1903 – The Motor Car Act was passed into law. The Club had vigorously campaigned for this, long having had the interests of the private motorist at heart. This Act increased speed limits and removed other restrictive legislation.

1903 – The Club petitioned councils in Southern Ireland for a repeal of the Locomotives on Highways Act (Ireland). This was achieved in March 1903 which effectively began road racing in the UK and allowed the 1903 Gordon Bennett Race to take place outside Dublin.

1905 – The Club organised the first Tourist Trophy (TT) race, today the oldest motoring race to run regularly.

1905 – The Club became the governing body for motor sport in Britain and introduced driving certificates, the responsibility for which would not be taken over by the government for another 30 years. An associate membership of the Club was also established, and guides on bicycles, then motorcycles and vans, were gradually introduced.

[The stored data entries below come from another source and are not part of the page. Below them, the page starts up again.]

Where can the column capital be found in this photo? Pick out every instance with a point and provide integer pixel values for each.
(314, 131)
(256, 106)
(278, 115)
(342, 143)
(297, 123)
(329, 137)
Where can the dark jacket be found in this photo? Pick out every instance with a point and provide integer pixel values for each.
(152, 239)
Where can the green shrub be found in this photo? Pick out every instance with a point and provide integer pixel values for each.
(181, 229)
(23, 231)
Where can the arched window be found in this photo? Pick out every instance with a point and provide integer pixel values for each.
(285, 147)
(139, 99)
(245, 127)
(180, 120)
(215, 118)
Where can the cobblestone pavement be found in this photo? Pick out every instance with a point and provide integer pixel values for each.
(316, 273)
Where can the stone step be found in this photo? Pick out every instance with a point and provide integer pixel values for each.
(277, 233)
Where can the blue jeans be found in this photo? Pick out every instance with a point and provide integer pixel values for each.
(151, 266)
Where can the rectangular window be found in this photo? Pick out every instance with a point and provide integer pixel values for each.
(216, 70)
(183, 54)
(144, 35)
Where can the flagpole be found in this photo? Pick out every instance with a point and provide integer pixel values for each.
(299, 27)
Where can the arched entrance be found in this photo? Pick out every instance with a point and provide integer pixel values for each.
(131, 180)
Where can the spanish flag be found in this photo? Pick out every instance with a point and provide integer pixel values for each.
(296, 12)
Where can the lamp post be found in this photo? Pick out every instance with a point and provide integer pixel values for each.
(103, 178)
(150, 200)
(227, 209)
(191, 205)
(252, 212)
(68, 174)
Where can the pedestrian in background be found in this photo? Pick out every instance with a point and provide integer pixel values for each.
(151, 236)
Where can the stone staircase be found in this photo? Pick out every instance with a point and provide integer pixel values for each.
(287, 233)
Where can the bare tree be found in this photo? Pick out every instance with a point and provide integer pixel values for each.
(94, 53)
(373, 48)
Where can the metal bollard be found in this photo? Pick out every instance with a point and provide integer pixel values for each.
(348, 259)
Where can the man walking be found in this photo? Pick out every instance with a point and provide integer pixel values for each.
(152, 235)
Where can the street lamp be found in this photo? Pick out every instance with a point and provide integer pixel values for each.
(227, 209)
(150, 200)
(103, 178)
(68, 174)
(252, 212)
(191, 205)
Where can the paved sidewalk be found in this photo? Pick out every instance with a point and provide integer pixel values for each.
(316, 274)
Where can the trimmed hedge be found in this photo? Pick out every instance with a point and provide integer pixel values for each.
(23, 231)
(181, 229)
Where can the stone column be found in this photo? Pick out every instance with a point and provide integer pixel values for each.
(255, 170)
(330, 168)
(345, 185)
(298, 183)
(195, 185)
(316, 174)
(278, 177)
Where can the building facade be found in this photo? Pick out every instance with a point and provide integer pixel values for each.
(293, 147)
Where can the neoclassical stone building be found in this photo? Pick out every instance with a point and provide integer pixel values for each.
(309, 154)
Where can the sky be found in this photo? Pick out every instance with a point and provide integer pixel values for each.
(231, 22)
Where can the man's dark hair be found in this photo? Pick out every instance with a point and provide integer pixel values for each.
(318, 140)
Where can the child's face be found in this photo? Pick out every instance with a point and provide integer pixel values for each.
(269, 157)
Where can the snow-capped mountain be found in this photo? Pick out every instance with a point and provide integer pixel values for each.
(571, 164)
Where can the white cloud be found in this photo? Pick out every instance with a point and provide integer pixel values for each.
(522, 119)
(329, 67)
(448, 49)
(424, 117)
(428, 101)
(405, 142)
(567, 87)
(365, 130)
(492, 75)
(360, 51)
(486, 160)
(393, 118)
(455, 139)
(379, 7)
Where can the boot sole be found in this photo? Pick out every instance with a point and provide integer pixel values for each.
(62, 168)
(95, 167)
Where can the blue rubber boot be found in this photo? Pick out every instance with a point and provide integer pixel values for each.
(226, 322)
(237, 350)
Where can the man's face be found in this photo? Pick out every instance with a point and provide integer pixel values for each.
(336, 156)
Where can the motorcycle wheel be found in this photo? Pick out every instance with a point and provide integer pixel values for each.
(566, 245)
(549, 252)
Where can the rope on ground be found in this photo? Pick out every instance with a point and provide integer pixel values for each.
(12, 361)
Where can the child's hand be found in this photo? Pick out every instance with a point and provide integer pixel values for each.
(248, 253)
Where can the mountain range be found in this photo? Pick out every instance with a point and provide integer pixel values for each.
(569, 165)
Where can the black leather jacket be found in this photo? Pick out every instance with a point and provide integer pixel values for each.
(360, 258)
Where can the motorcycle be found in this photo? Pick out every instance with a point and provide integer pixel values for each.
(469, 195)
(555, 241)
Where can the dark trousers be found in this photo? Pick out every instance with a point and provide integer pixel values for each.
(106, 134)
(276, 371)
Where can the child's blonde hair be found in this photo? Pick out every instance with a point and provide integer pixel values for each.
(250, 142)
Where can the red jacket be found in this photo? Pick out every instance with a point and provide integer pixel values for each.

1926 – The Club organised the first British Grand Prix at Brooklands.

1930 – The first London to Brighton Commemoration Run was organised by the Club, to celebrate the 1896 Emancipation Run.

1948 – The Club staged the first Grand Prix race at Silverstone.

1950s and 60s – These years saw the advent of mass motoring and, in 1959, witnessed the opening of Britain’s first major motorway, the M1 from London to Birmingham. Roads became busier and more dangerous places, with traffic jams ‒ previously unheard of ‒ now commonplace.

1978 – The Torrens Trophy was founded, awarded to an individual or organisation considered to have made an outstanding contribution to the cause of safe and skilful motorcycling in Britain.

1991 – The RAC Foundation was formed. Long before this, the Club, through its Public Policy Committee, had become a respected voice in the formulation of government policy for roads and motorised transport. This was recognised and strengthened by the formation, in 1991, of the RAC Foundation for Motoring, a registered charity. The Foundation continues to be a strong and independent source of academic research and influence.

1999 – RAC Motoring Services Ltd, which offered roadside assistance and many other benefits to over five million associate members, was sold by the Club to the Lex Group, and later passed to Aviva. This demerger had become necessary to allow the company access to capital markets for long-term growth.

2006 – The Woodcote Trophy was founded, the first new trophy to be created by the Club in 100 years; a series for racing sports cars of the post-war years, up to December 1955.